Brilliance Everywhere, a thin-client solution that delivers advanced applications such as those used in cardiac, vascular, stroke, colon and lung imaging to any workstation on the enterprise, is being showcased, too. Philips says Brilliance Everywhere maximizes radiologists’ time by allowing them to complete more studies without having to leave their current workstation to access needed information.

The company says its future CT direction is focused on the delivery of a single-tube, whole-organ coverage system, providing optimal image quality, low dose and intelligent workflow.

 Siemens: Somatom Definition CT vascular image

Siemens Medical Solutions (Booth 7713) is highlighting the features of its Somatom Definition Dual-Source CT scanner, introduced in late 2005.
The company says the system continues to set the bar for cardiac imaging, where its high temporal resolution enables it to conduct cardiac scans of patients without beta blockers and regardless of heart rate, and without the need to employ multi-segment reconstruction.

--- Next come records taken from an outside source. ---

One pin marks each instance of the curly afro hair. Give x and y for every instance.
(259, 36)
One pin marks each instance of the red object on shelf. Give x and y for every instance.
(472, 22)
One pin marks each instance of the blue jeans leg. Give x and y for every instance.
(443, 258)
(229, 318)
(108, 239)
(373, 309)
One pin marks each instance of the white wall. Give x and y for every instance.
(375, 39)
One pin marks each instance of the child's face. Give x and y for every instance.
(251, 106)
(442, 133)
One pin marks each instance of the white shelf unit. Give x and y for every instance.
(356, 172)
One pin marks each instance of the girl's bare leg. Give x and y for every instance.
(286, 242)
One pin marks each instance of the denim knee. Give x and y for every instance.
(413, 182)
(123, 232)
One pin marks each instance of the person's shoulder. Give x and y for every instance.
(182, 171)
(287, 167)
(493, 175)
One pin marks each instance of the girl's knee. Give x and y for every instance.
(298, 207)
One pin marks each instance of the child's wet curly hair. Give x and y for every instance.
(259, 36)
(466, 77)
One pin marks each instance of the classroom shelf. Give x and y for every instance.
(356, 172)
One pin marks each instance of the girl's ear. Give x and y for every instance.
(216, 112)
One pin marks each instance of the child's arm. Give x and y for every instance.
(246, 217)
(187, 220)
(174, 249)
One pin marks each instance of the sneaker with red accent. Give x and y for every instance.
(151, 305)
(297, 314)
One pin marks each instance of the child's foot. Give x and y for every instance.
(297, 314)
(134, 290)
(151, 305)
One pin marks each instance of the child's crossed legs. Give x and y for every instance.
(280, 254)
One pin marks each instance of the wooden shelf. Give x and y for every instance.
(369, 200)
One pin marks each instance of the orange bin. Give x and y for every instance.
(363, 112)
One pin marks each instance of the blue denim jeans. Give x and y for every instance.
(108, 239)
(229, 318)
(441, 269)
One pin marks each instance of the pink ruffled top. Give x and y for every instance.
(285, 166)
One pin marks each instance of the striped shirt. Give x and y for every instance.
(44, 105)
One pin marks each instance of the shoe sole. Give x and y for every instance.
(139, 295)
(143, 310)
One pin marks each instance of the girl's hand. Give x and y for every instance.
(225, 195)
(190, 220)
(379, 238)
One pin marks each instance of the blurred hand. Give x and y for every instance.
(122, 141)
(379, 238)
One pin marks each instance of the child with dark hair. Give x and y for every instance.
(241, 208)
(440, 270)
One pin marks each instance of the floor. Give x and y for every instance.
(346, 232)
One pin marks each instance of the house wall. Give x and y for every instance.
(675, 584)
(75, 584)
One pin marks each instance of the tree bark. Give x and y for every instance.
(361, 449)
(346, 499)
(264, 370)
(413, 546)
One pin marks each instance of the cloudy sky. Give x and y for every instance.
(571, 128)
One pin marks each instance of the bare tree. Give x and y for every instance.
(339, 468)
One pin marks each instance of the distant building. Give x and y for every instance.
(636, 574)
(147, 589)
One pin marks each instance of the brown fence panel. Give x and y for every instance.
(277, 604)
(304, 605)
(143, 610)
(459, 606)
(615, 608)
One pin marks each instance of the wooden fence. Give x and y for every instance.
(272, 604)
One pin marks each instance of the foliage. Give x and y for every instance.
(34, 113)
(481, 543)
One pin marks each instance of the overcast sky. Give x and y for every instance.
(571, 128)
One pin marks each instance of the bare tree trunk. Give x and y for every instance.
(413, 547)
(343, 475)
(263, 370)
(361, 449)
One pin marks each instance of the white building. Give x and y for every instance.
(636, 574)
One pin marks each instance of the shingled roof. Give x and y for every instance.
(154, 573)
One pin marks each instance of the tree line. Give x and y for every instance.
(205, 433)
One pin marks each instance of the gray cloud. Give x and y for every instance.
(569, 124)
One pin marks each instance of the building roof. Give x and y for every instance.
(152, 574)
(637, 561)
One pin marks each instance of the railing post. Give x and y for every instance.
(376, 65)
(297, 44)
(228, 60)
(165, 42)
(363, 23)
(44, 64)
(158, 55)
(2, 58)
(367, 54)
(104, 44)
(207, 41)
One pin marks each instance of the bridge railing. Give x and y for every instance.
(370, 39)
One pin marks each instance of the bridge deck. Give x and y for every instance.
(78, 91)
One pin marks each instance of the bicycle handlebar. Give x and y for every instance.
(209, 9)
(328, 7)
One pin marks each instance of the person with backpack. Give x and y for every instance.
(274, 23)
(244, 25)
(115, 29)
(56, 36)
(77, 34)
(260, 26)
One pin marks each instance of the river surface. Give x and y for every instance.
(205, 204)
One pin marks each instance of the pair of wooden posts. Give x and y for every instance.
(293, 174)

Taking the Definition one step further, at last year’s RSNA Siemens introduced the first six of its syngo Dual-Energy applications. These applications showed how users can generate relevant clinical information by leveraging Definition’s dual-source design.

The syngo Dual-Energy applications were showcased this June at the Stanford Multi-Detector Row CT Symposium and Siemens says it is showing on-going data generated by the new combinations of varying x-ray tube voltages.

Siemens also is showcasing new enhancements for its single-detector, single-source CT products.

 Toshiba America Medical Systems: Aquilion CT

Toshiba America Medical Systems (Booth 7130) is demonstrating the Aquilion CT line’s product platform design and showcasing its suite of workflow and storage enhancements.

The company is demonstrating the Aquilion CT line’s Quantum Advantage, delivering a 0.5mm isotropic slice thickness capability for its 4-slice, 8-slice, 16-slice, 32-slice and 64-slice models. Also on display are new application packages including:

  • PhaseXact (part of the Sure Cardio package), which automatically locates the optimal phase of the heartbeat, ensuring the best image quality, decreasing image reconstruction time by at least 50 percent and reducing storage requirements.
  • Sure subtraction software reduces the time to diagnose a neurovascular CT digital subtraction (CT DSA) exam by automating and streamlining bone subtraction.  
  • Sure plaque software allows clinicians to easily view vessels for coronary remodeling and quantification.

The company also is featuring educational sessions on its 256-slice, next-generation scanner that underwent beta testing at Johns Hopkins this spring and is expected to hit the market in 2008.